Saturday, December 23, 2017

Facts or Fantasy

The VoxEu site has writings from generally far left academics. This one from VoxEu is rather disconcerting. They state:

Differences in ability, as measured by test scores in early childhood, explain very little of these disparities. Children at the top of their 3rd grade mathematics class are much more likely to become inventors, but only if they come from high-income families. High-scoring children from low-income or minority families are unlikely to become inventors. Put differently, becoming an inventor relies upon two things in America: excelling in mathematics and science and having a rich family....

 Children who grow up in areas with more inventors – and are thereby more exposed to innovation while growing up – are much more likely to become inventors themselves. Exposure influences not just whether a child grows up to become an inventor, but also the type of inventions he or she produces. For example, among people living in Boston, those who grew up in Silicon Valley are especially likely to patent in computers, while those who grew up in Minneapolis – which has many medical device manufacturers – are especially likely to patent in medical devices. Similarly, children whose parents hold patents in a certain technology class (e.g. amplifiers) are more likely to patent in exactly that field themselves rather than in other closely related fields (e.g. antennas).

 The data they used seems to be from the 19th century. If one looks at any entrepreneur, almost all, they are smart, yes, but are both risk takers and self assured.
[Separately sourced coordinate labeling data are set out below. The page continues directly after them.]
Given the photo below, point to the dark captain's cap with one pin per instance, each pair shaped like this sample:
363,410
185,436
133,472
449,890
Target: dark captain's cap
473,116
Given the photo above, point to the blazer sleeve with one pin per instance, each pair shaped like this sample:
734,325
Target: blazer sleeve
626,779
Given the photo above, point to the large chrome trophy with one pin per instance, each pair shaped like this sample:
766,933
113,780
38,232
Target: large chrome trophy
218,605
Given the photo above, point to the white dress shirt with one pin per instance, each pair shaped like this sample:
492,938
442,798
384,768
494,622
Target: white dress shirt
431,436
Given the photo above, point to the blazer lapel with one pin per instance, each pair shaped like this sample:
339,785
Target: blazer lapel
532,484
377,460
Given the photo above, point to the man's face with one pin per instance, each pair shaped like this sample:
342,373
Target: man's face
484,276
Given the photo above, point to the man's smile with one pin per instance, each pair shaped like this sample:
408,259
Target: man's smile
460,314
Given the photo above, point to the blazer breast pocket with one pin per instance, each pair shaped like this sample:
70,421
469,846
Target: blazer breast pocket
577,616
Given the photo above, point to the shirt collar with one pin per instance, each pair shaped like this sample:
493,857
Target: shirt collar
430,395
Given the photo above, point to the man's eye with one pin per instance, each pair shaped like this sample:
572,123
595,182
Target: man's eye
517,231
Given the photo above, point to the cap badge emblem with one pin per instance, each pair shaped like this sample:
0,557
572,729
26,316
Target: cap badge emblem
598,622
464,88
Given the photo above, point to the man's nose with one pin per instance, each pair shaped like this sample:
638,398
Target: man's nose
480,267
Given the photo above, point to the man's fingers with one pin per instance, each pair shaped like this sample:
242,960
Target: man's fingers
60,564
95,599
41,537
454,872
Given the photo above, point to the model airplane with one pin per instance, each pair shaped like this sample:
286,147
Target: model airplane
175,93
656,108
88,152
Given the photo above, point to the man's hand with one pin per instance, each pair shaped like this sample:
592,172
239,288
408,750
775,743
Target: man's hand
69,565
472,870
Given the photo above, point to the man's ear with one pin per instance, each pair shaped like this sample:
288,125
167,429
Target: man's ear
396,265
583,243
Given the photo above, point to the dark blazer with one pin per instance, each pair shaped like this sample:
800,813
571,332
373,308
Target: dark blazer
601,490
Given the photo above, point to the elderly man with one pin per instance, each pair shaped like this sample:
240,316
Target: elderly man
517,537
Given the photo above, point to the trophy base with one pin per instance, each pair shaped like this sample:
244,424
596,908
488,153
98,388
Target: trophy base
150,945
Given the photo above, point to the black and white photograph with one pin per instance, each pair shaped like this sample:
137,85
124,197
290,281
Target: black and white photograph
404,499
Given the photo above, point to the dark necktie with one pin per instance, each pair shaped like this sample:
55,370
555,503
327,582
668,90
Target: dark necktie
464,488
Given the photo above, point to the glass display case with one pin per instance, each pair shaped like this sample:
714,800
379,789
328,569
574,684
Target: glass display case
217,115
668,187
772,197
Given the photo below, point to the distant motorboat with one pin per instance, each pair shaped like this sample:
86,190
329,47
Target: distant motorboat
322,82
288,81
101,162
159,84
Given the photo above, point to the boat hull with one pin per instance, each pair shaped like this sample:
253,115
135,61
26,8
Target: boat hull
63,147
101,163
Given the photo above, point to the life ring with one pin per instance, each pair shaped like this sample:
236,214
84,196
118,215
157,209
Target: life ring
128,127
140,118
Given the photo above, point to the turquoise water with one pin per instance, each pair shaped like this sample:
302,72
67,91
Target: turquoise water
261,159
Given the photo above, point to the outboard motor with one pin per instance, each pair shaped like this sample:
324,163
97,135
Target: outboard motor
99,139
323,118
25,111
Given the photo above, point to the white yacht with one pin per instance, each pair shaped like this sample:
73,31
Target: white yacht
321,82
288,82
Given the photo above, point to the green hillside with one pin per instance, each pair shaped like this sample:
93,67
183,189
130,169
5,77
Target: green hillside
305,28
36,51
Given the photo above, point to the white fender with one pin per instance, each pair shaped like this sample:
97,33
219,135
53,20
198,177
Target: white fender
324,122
The rich kids all too often go into secure slots such as Law or Banking. Rich kids are not great risk takers. They are wealth expanders not wealth creators. All one need to do is examine the Silicon Valley set. Perhaps the rich kids do politics, and we see what happens there, but in doing something which requires risk, not for a rich kid.
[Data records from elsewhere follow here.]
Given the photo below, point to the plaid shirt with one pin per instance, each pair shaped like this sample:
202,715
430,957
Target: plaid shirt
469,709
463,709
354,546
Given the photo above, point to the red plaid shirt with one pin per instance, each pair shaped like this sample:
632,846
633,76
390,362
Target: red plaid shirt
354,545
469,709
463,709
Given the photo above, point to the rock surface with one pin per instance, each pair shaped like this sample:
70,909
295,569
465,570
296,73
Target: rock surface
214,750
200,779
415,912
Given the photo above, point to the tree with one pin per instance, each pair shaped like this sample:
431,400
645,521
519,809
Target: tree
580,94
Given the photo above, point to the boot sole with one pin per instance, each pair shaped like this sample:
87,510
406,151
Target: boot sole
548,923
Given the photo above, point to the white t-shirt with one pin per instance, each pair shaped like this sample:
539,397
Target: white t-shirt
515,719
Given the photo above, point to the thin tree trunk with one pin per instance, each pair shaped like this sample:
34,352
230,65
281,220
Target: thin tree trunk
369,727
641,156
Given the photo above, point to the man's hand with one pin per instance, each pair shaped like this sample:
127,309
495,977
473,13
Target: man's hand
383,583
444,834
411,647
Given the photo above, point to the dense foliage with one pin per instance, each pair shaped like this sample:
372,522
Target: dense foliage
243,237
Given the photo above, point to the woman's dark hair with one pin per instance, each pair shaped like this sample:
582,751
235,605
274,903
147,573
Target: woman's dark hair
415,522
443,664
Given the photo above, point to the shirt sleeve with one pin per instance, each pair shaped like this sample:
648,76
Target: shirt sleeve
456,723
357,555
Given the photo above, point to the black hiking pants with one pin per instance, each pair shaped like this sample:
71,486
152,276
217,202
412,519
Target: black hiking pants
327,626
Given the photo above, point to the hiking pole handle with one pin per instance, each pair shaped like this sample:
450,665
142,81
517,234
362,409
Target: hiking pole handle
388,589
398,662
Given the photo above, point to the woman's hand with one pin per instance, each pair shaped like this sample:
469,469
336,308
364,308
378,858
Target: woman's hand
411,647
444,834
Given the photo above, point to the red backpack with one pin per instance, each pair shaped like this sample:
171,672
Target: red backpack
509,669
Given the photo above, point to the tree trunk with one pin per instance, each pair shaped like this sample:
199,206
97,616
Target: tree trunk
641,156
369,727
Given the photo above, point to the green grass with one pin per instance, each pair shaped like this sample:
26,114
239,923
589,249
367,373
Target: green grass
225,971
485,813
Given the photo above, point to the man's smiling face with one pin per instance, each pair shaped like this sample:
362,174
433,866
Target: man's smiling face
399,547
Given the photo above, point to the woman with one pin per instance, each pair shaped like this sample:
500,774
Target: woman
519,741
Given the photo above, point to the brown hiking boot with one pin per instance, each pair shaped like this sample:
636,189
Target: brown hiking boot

Look at Corporate executives, they get there by having others take risks. If it works they then take credit, if it does not they have a victim.

I feel in my opinion and based on my experience that the conclusions in the noted piece are baseless when one looks at the current environment.

After all, what should one expect from academics.

Also having a patent is often a distraction. Patents work for large companies as strategic competitive tools. For a lone entrepreneur that can be a mill stone. Defending a patent is costly and often fruitless.